Fundamentos

Carlo Maria Martini

Passei uma boa parte da manhã a folher e ler um livro que recebi da PPC, de nome «Meditaciones sobre la Oración: Confesiones de un viejo cardenal» (original de 2009), tanto que me fez atrasar o trabalho e arrastar as pilhas de livros para arrumar. O autor é Carlo Maria Martini. E acabo de saber da sua morte, nascimento pascal para a fé cristã.
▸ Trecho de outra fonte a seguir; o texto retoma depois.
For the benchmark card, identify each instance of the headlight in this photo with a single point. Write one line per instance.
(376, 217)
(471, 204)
Não posso falar muito da sua vida e missão, desde biblista a bispo da diocese de Milão (parece que a maior do mundo) – noutros lugares se falará melhor. Impressionam-me os seus textos, muitos felizmente traduzidos em português, geralmente em torno a dois temas: a espiritualidade bíblica e a Igreja. Nuns e noutros, impressionante pela simplicidade da sua linguagem e pela franqueza (parúsia, em grego) com que o diz. Deixo um dos excertos que me impressionou, do livro referido: a apresentação que o próprio autor faz do livro:

«Cumpri 82 anos de vida e a doença de Parkinson, assim como os achaques da idade, recordam-mo constantemente. No que se refere à oração, no entanto, estou provavelmente a meio do caminho. Sinto que a minha oração deveria transformar-se, mas não sei muito bem de que modo; sinto uma certa resistência a dar um salto decisivo. Sei que, como Isaac, posso dizer: «Já sou velho, e ignoro o dia da minha morte» (Gn 27,2); mas o certo é que ainda não retirei as devidas conclusões.

Em todo o caso, trato de clarificar as ideias e de reflectir sobre este assunto. Creio que se pode falar de dois modos na oração de um ancião. Por um lado, pode considerar-se o ancião na sua progressiva debilidade e fragilidade, segundo a metafórica (e elegante) descrição de Qohélet (Ecl 12,1-8). Neste caso, o tema será a oração (invocada aqui pelas palavras ‘Recorda-te do teu criador’) daquele que é débil e frágil, de quem sente o peso da fadiga física e mental, e se cansa com facilidade.A saúde e a idade não nos permitem dedicar à oração os longos tempos que normalmente lhe dedicávamos noutros momentos: facilmente se adormece e é frequente fazê-lo na própria oração. Parece-me necessário, portanto, aprender a utilizar o pouco tempo de oração de que se possa dispor da melhor maneira possível (…)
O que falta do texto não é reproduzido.